Nella stagione 2002-2003 vince la Liga e nuovamente la Supercoppa di Spagna. Nelle tre annate successive il club non avrebbe più centrato successi. Nella stagione 2002-2003 realizza 6 gol in 33 partite, il risultato più basso ottenuto da Zidane con il Real Madrid, e la squadra termina al quarto posto in campionato. La stagione 2003-2004 vede il Real Madrid in crisi e Zidane firma solo 6 volte in 29 partite di campionato.[65] L'ultima stagione al Real Madrid, 2004-2005, vede Zidane fare un buon campionato, nel quale firma le sue prime triplette in carriera, una contro il FC Sevilla (4-2) e l'altra contro l'Espanyol (4-0).[66] Per le Olimpiadi di Atene 2004 fu uno dei tedofori.

Il 25 aprile 2006 rende nota l'intenzione di ritirarsi dopo il campionato del mondo 2006.[67] Il 7 maggio seguente disputa la sua ultima partita a livello di club, contro il Villarreal allo Stadio Santiago Bernabéu. I tifosi del Real Madrid gli riservano un caloroso tributo, sventolando dei cartelli con il suo nome e il suo numero, il 5, e i suoi compagni di squadra indossano magliette commemorative con la scritta ZIDANE 2001-2006 sotto il logo del club. Zidane firma il gol del 2 a 2 con un colpo di testa vincente su cross di David Beckham (la gara finisce 3-3).[68]

Nazionale[modifica | modifica sorgente]

Esordi[modifica | modifica sorgente]

Nel 1994 partecipa al Campionato europeo di calcio Under-21 1994, dove veste la maglia del numero 7. I francesi si classificheranno al quarto posto dopo aver perso la semifinale contro l'Italia Under-21 e la finale per il terzo posto contro la Spagna Under-21.

Mondiali 1994[modifica | modifica sorgente]

Dopo la mancata qualificazione al mondiale del 1994, la squadra francese è in crisi. L'allenatore Aimé Jacquet decide di convocare dei giovani e, tra questi, spicca al nome dello stesso Zidane, reduce da ottime prestazioni con il Bordeaux.[33] Durante la gara contro la Repubblica Ceca del 17 agosto 1994, Zidane esordisce in nazionale maggiore all'età di 22 anni; il giocatore entra al 63º minuto di gioco al posto di Corentin Martins[69] e firma in pochi minuti una doppietta che consente la vittoria della Francia sugli avversari.[70] Il giocatore dedica la sua doppietta alla moglie incinta di due mesi.

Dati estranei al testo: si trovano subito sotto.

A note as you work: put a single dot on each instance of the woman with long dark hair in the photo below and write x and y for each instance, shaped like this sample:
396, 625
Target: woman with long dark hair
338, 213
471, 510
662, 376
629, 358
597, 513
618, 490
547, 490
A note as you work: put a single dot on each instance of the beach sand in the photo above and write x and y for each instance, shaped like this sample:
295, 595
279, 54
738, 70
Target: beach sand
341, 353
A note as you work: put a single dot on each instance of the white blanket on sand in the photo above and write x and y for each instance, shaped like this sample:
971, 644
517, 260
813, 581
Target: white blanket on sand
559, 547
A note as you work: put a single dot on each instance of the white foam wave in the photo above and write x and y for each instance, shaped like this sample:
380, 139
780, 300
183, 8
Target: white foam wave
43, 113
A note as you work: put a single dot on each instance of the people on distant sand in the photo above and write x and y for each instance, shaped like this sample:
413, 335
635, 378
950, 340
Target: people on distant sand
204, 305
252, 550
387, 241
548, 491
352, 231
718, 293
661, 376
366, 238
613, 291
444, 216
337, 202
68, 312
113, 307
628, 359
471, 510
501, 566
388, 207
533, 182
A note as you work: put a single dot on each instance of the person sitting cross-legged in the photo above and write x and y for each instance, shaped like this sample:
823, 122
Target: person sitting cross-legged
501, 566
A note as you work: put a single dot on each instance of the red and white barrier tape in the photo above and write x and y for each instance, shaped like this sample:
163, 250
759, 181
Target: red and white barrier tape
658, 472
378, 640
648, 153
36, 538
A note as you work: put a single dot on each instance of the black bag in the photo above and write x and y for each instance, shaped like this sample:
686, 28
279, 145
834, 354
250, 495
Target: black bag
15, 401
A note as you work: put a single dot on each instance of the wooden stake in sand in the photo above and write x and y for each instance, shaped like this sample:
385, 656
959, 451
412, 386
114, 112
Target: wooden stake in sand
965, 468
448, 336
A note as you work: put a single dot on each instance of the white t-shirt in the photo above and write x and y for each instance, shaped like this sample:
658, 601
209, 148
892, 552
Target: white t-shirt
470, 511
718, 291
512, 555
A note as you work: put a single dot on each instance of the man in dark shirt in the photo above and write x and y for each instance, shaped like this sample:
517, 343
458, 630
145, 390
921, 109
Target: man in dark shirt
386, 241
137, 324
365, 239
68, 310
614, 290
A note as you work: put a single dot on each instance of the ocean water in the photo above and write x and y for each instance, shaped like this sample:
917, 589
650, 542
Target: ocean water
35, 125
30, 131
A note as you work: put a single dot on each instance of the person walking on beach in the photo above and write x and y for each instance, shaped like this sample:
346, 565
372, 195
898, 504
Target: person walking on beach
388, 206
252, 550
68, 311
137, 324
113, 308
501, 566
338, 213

Europeo 1996[modifica | modifica sorgente]

Dopo qualche tempo, Zidane ritorna in nazionale e l'allenatore Jacquet lo nomina titolare nel ruolo di trequartista.[71] Questo ruolo è decisivo per la carriera di Zidane; il giocatore, grazie alle sue ottime prestazioni, viene convocato per nel 1996 per l'Europeo in Inghilterra, dove indossa la maglia numero 10. Dopo aver vinto ai rigori contro l'Olanda[72], i francesi vengono sconfitti ai rigori in semifinale dalla Repubblica Ceca.[73] Zidane chiude il torneo con una prestazione deludente e poco incisiva per la squadra.[74] Dopo l'esperienza all'Europeo 1996, Zidane continua ad essere determinante per la squadra francese. Nel 1997 partecipa al Torneo di Francia, dove segna un gol al 12° nella partita contro la Nazionale di calcio dell'Italia, conclusasi in parità sul 2-2.[75] Con questo gol, Zidane inaugura lo Stade de France.[75]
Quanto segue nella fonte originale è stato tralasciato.